Der Revision wird Folge gegeben.

Das angefochtene Urteil wird aufgehoben; dem Berufungsgericht wird eine neuerliche Entscheidung nach Verfahrensergänzung aufgetragen.

Die Kosten des Revisionsverfahrens sind weitere Verfahrenskosten.

Text

Begründung

Die Klägerin ist Eigentümerin des Hauses K***** in B*****. Sie beauftragte am 11.9.1993 die Realitätenkanzlei W.K***** Immobilien GmbH mit der Vermittlung eines Mietvertrages und schloß am 1.4.1994 mit der Beklagten den als Beilage I im Akt erliegenden Mietvertrag. Danach begann das Mietverhältnis am 1.4.1994 und wurde auf die Dauer von fünf Jahren bis zum 30.3.1999 abgeschlossen. Laut § 3 Z 2 desselben sollte der frei vereinbarte Hauptmietzins inklusive Betriebskosten und Umsatzsteuer S 8.500,- monatlich betragen. Zum Zwecke der Gebührenbemessung wurde der auf den Mietgegenstand entfallende Gesamtmietzins nach § 8 des Vertrages mit S 102.000,-

festgelegt. In einer Zusatzvereinbarung (ohne Datum) zum Mietvertrag wurde zwischen den Streitteilen des weiteren eine Mietzinsvorauszahlung von S 200.000,- vereinbart, welche anteilmäßig bei einer Beendigung des Mietverhältnisses innerhalb von fünf Jahren aliquot an die Mieterin rückerstattet werden sollte; die Beklagte hat diesen Betrag am 8.4.1994 mittels Schecks bezahlt.

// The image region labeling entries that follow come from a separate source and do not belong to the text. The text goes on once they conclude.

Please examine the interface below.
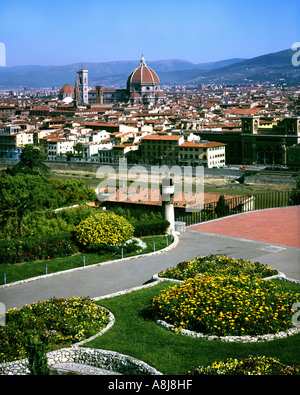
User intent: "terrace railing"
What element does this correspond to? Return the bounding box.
[175,191,293,226]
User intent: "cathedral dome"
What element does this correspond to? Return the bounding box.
[127,56,160,89]
[59,84,74,95]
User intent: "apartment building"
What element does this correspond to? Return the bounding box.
[0,125,33,159]
[140,134,184,165]
[178,141,226,168]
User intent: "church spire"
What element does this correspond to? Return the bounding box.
[140,55,146,67]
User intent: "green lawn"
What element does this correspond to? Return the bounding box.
[0,236,171,285]
[85,282,300,375]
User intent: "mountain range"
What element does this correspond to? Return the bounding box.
[0,49,300,89]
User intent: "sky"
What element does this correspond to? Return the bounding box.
[0,0,300,66]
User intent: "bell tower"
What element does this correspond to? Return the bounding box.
[77,69,89,104]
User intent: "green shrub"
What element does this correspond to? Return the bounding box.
[132,219,170,237]
[0,297,109,363]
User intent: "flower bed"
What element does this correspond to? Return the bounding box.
[192,355,300,376]
[0,232,78,264]
[152,275,300,336]
[159,255,278,280]
[0,297,109,363]
[75,212,134,247]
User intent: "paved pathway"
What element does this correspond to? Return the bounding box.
[0,207,300,309]
[190,206,300,247]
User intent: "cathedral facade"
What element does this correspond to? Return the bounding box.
[75,55,165,105]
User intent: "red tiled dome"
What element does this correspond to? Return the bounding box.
[127,56,159,85]
[59,84,74,95]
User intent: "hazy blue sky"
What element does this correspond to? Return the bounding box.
[0,0,300,66]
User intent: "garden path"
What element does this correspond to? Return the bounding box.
[0,208,300,309]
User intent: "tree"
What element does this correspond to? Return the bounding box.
[8,144,50,176]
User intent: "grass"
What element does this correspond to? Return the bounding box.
[0,236,171,285]
[85,282,300,375]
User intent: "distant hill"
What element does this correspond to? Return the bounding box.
[189,49,300,84]
[0,49,300,89]
[0,59,243,89]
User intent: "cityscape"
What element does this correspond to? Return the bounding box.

Die Klägerin begehrt mit der Behauptung, daß über diesen Hauptmietzins hinaus noch ein weiterer monatlicher Bestandzins von S 3.333,33 zu bezahlen vereinbart worden sei, und die Beklagte seit Mai 1994 auch die Mieten über S 8.500,- nicht mehr bezahlt habe, nach zweimaliger Ausdehnung letztlich deren Verurteilung zur Zahlung von S 93.500,- sA. Die Mietzinsvorauszahlung von S 200.000,- sei nicht statt, sondern neben den laufenden Mietzinsen von S 8.500,- zu bezahlen gewesen. In der letzten Streitverhandlung wurde überdies noch ein Räumungsbegehren wegen qualifizierten Mietzinsrückstandes gestellt, welche Klagsänderung jedoch - unbekämpft - vom Erstgericht mit Beschluß nicht zugelassen wurde.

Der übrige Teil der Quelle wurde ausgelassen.